It is commonly agreed by all involved in the petrochemical, power and pipeline industries that the consistent ability to detect damage mechanisms is very important. Yet, as a general rule, we do not give enough weight to the actual probability of detecting damage, which we refer to as probability of detection or POD. We commonly assume that the POD is all based on the technology utilized or the experience of the technician doing the inspection. These are important factors, but in the real world they do not tell entire story.
To examine why, let’s explore the elements which most impact whether or not flaws will be detected. It’s a combination of the following:
- The inspection plan and the amount of real estate covered
- The technology and equipment you are using, including calibration
- The process and procedures used to carry out the inspection and their consistency
- The testing environment, including weather and other hazards such as weak scaffolding
- The training and ability of the technicians performing the tests, including physical condition, experience with a particular damage mechanism, mental state, etc.
Each one of these factors has a tolerance, and the overall probability of actually finding damage mechanisms or degradation modes is a multiple of these. This mixture is not often considered when gauging the detection capabilities of an NDT method, and this leads to increased risk exposure.
As an example, the probability of finding general wall thinning could be expressed as being:
the maximum POD (100%) x the inspection plan (.90 – .60) x the capability of the thickness gage (99.5%) x procedure quality (.95 – .70) x environment (.90 – .60) x human factor (.90 – .50)
When you multiply them all the way across you can get a wide variation in POD, also known as the quality of the inspection. Of course, POD is not the only thing that is important — working safely and promptly delivering precise and actionable information is also important. However, the accuracy and reliability of the data gathered is the whole reason you’re there in the first place.

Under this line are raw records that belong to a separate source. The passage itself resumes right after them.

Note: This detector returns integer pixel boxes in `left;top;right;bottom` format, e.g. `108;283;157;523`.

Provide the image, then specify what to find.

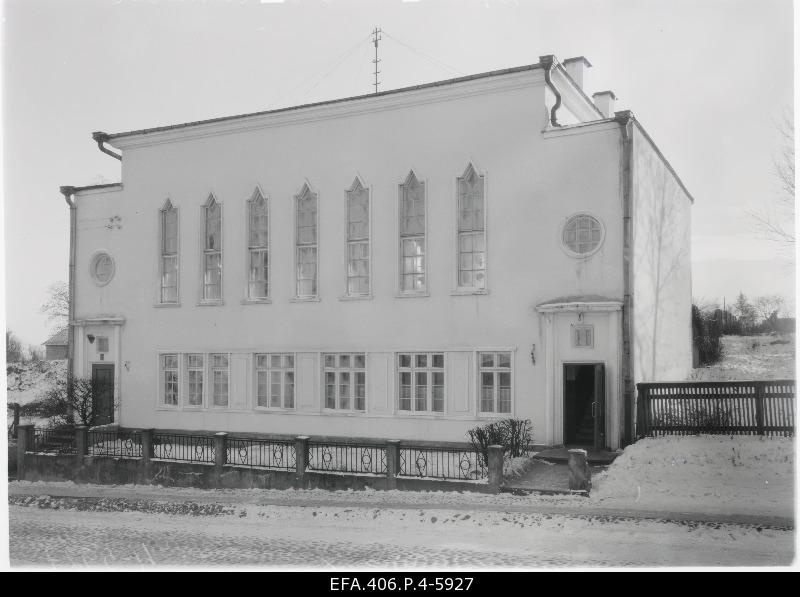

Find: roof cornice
107;63;544;150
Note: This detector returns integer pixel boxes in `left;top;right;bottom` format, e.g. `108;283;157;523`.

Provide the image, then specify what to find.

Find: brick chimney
592;91;617;118
563;56;592;89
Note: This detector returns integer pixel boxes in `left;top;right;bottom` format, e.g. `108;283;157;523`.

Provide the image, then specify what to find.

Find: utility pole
372;27;381;93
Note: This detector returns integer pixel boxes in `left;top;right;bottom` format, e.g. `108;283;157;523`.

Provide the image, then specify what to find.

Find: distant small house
44;328;68;361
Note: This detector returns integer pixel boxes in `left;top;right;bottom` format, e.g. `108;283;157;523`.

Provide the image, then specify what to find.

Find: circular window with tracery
561;213;605;257
89;251;114;286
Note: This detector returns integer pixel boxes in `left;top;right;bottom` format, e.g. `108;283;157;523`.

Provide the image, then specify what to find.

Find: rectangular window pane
325;371;336;408
481;373;494;413
339;371;351;409
257;371;269;407
414;371;428;410
400;372;411;410
214;370;228;406
497;373;511;413
283;371;294;408
433;373;444;412
353;371;367;410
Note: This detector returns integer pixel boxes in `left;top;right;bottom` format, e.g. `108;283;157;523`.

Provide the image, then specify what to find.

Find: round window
89;251;114;286
561;214;604;257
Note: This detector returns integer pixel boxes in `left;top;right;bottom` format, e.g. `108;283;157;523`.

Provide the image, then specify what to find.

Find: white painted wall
632;125;692;383
76;70;622;442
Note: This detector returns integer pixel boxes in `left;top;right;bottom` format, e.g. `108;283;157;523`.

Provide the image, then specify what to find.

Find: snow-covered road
9;505;794;569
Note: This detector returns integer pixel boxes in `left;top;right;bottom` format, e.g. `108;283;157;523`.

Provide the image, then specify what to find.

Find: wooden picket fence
636;379;795;437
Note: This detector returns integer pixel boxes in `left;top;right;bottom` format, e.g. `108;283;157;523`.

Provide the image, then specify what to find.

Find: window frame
319;351;369;415
156;351;183;410
180;352;203;410
474;348;516;419
450;160;489;296
204;352;231;410
340;175;374;300
252;352;297;412
156;197;181;307
198;193;225;306
395;168;430;298
242;185;272;304
290;181;320;302
394;350;448;417
558;210;606;259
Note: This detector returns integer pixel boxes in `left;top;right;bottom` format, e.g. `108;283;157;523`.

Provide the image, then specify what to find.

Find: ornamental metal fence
307;442;388;475
226;437;297;470
153;432;216;463
31;428;77;454
87;430;142;458
400;446;489;481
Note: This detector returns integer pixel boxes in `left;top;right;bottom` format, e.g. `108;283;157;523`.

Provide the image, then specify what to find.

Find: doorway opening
564;363;605;449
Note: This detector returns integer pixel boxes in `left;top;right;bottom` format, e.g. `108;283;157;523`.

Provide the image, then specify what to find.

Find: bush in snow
467;419;533;464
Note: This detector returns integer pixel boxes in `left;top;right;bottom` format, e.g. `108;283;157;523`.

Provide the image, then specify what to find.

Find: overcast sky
2;0;794;343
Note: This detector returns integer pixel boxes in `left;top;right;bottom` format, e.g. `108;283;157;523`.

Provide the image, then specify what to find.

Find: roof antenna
372;27;381;93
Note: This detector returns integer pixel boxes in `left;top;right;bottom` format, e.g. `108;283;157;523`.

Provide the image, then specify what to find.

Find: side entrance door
592;364;606;450
92;364;114;425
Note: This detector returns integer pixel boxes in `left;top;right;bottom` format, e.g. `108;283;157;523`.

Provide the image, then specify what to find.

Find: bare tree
751;111;795;249
753;294;785;321
39;280;69;331
6;330;25;363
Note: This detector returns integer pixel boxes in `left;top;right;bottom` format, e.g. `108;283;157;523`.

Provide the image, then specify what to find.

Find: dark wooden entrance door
564;363;606;450
92;364;114;425
592;364;606;450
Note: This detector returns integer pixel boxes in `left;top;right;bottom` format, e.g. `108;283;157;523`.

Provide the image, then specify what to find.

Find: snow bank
591;435;795;516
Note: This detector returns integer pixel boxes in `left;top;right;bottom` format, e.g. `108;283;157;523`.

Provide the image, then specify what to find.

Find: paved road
9;503;794;569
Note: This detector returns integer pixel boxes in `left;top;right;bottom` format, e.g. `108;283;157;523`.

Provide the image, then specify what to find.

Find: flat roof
106;62;543;141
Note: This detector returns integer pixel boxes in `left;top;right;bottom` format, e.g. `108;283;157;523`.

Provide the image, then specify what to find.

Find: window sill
339;294;373;301
322;408;367;417
450;288;489;296
242;297;272;305
197;300;225;307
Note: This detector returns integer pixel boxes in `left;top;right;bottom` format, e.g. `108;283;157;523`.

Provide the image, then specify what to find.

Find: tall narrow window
400;171;426;293
478;352;511;413
256;354;294;408
209;354;228;406
203;195;222;301
323;353;367;411
247;189;269;300
161;354;179;406
159;199;178;304
186;354;204;406
458;164;486;290
397;352;444;413
295;184;317;298
347;178;370;296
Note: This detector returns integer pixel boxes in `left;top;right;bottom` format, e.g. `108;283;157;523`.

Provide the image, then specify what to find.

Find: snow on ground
6;361;67;404
9;506;794;569
591;435;795;516
690;334;795;381
9;435;795;518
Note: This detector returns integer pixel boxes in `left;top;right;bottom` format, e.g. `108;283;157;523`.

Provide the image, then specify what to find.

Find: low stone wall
24;452;496;493
16;425;503;493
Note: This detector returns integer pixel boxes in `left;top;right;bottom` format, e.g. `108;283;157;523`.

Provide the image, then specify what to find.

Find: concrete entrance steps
500;446;618;494
535;446;621;466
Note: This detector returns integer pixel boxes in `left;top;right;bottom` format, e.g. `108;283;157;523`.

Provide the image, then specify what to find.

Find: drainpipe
59;187;77;392
614;110;636;445
539;54;561;126
92;131;122;162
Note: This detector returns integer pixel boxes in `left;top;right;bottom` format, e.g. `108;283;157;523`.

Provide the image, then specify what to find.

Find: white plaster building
62;56;692;448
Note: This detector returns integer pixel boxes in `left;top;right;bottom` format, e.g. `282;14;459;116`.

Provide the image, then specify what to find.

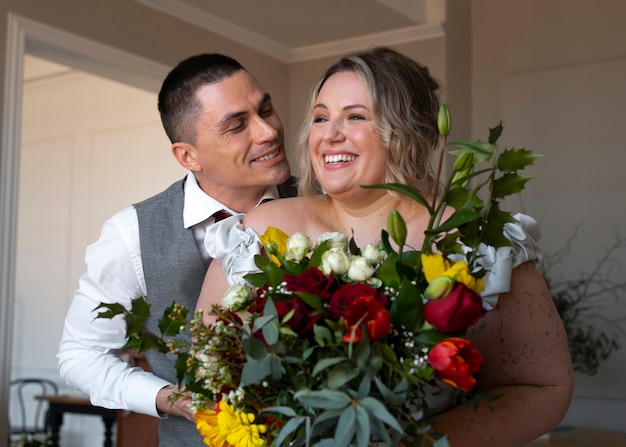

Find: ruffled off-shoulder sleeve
478;213;542;310
204;216;262;285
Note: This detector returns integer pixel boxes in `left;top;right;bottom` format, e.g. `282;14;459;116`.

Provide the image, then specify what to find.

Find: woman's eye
259;104;274;116
348;114;365;120
228;122;244;132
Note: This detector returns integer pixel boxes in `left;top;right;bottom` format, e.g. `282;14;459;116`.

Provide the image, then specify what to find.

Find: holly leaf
497;148;541;173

If you do the math on your inspection coverage, you’ll stop wondering why you still get surprised by leaks. Let’s take a look at the two extreme scenarios based on multiplying out the earlier formula.

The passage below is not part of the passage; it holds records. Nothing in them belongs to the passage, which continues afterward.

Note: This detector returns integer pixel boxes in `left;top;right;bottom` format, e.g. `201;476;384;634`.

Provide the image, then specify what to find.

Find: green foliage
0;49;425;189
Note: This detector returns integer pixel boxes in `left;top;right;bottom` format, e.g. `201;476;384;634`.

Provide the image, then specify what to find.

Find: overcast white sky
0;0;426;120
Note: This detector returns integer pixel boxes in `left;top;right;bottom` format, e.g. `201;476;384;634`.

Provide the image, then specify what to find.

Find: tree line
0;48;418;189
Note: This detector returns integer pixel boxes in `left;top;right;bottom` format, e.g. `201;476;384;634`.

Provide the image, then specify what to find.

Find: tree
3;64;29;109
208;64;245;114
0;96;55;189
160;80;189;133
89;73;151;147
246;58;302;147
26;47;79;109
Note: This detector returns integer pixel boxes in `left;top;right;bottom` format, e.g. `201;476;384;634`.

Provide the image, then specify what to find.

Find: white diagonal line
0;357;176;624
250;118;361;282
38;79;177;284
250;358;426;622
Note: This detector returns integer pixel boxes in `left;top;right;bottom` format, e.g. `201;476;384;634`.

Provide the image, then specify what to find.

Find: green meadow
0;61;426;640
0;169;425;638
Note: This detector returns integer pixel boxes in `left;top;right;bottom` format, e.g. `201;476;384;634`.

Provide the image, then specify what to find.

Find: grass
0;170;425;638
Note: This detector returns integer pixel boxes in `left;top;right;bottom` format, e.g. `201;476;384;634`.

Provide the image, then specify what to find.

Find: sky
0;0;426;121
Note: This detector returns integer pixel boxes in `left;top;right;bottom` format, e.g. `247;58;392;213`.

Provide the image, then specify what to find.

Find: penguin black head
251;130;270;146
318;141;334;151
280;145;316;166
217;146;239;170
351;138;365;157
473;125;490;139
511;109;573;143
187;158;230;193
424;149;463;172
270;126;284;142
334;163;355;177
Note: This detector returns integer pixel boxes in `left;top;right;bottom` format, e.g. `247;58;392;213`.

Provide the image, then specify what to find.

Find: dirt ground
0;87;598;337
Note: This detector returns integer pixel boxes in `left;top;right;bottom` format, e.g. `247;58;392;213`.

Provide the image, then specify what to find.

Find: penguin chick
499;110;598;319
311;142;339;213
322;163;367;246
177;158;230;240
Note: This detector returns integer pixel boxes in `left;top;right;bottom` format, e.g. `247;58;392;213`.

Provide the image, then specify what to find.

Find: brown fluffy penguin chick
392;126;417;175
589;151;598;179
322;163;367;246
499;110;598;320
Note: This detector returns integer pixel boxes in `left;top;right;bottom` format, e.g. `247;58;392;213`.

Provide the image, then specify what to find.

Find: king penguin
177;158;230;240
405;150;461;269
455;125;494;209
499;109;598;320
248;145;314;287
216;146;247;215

Best case: 100% x .9 x .995 x .95 x .9 x .9 = 68.5%
Worst case: 100% x .6 x .995 x .7 x .6 x .5 = 12.5 %
Keep in mind these are examples and I don’t stand by these actual numbers, but I present them to illustrate that we have a huge amount of potential variability. As an industry, we leave a lot to chance in regards to our planning and the expectations we have for the people gathering the data. What this results in is unnecessary risk exposure and too often missed or inaccurately assessed damage
What can be done about it? By paying attention to the factors above and optimizing where we can (such as better trained technicians or a more thorough inspection plan) we can mitigate these risks and improve the effectiveness of maintenance and inspection programs across the energy and chemical industries. In the long run, this will result in less downtime and safer operations. More about each will be discussed in future posts.